Let `a_(1),a_(2),a_(3), …, a_(10)` be in G.P. with `a_(i) gt 0` for i=1, 2, …, 10 and S be te set of pairs (r, k), r, k `in` N (the set of natural numbers)
for which `|(log_(e)a_(1)^(r)a_(2)^(k),log_(e)a_(2)^(r)a_(3)^(k),log_(e)a_(3)^(r)a_(4)^(k)),(log_(e)a_(4)^(r)a_(5)^(k),log_(e)a_(5)^(r)a_(6)^(k),log_(e)a_(6)^(r)a_(7)^(k)),(log_(e)a_(7)^(r)a_(8)^(k),log_(e)a_(8)^(r)a_(9)^(k),log_(e)a_(9)^(r)a_(10)^(k))|` = 0. Then the number of elements in S is

To solve the problem, we need to analyze the determinant given in the question and find the conditions under which it equals zero.
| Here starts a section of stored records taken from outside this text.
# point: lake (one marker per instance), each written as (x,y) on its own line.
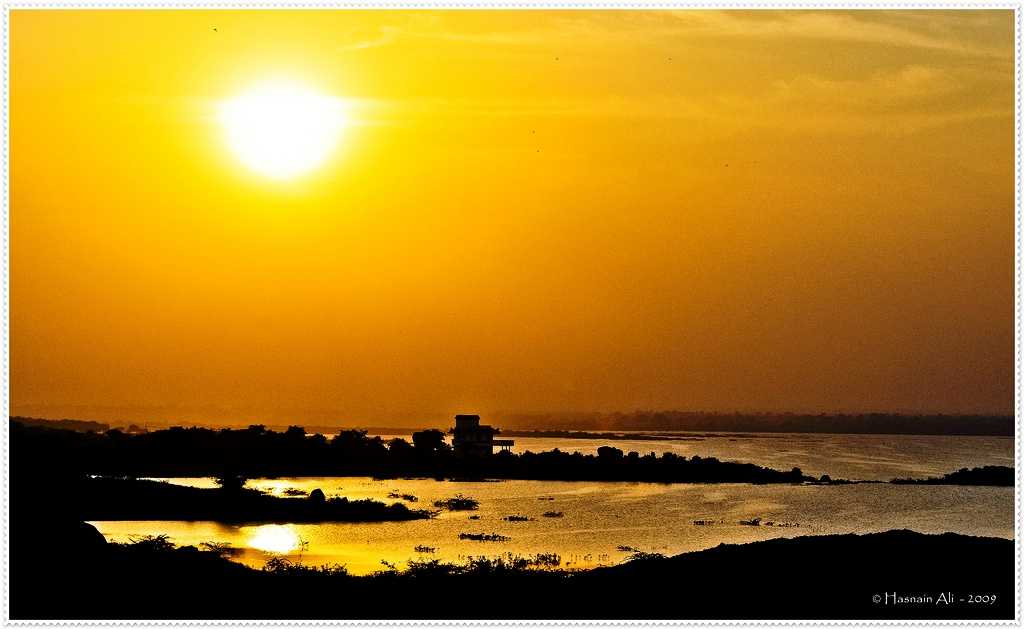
(603,522)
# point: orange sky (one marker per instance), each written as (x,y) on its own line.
(528,211)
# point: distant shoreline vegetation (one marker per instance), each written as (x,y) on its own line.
(258,452)
(578,425)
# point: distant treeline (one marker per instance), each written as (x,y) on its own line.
(258,452)
(78,425)
(991,475)
(870,423)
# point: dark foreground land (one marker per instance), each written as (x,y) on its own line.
(71,572)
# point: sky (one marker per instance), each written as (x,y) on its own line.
(526,211)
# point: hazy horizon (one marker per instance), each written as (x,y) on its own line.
(722,210)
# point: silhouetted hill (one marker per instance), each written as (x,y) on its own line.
(833,577)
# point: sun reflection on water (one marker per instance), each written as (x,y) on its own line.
(274,538)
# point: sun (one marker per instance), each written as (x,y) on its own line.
(274,538)
(283,129)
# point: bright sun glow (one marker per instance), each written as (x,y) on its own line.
(282,129)
(274,538)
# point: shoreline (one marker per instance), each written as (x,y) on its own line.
(777,579)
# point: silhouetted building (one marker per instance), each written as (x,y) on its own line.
(469,438)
The sequence \( a_1, a_2, \ldots, a_{10} \) is in geometric progression (G.P.) with \( a_i > 0 \) for \( i = 1, 2, \ldots, 10 \). ### Step-by-Step Solution: 1. **Understanding the G.P.**: Since \( a_1, a_2, \ldots, a_{10} \) are in G.P., we can express them as: \[ a_i = a_1 r^{i-1} \quad \text{for } i = 1, 2, \ldots, 10 \] where \( r \) is the common ratio and \( a_1 > 0 \). 2. **Writing the Determinant**: The determinant we need to analyze is: \[ D = \begin{vmatrix} \log_e(a_1^r a_2^k) & \log_e(a_2^r a_3^k) & \log_e(a_3^r a_4^k) \\ \log_e(a_4^r a_5^k) & \log_e(a_5^r a_6^k) & \log_e(a_6^r a_7^k) \\ \log_e(a_7^r a_8^k) & \log_e(a_8^r a_9^k) & \log_e(a_9^r a_{10}^k) \end{vmatrix} \] 3. **Applying Logarithmic Properties**: Using the property of logarithms, we can rewrite each term: \[ \log_e(a_i^r a_{i+1}^k) = r \log_e(a_i) + k \log_e(a_{i+1}) \] Thus, we can express the determinant in terms of logarithms of the \( a_i \). 4. **Column Operations**: Perform column operations to simplify the determinant: - Let \( C_2 = C_2 - C_1 \) - Let \( C_3 = C_3 - C_2 \) After these operations, we will find that the determinant can be expressed in terms of differences of logarithms. 5. **Identifying Linear Dependence**: After performing the column operations, we will find that two columns become identical or linearly dependent. This is because the logarithmic terms will have a common structure due to the G.P. property. 6. **Conclusion**: Since the determinant becomes zero when any two columns are identical, we conclude that the determinant \( D = 0 \) for all pairs \( (r, k) \) in \( \mathbb{N} \). 7. **Counting the Elements in Set \( S \)**: Since \( r \) and \( k \) can take any natural number value, the number of pairs \( (r, k) \) is infinite. Thus, the number of elements in the set \( S \) is infinite. ### Final Answer: The number of elements in \( S \) is infinite.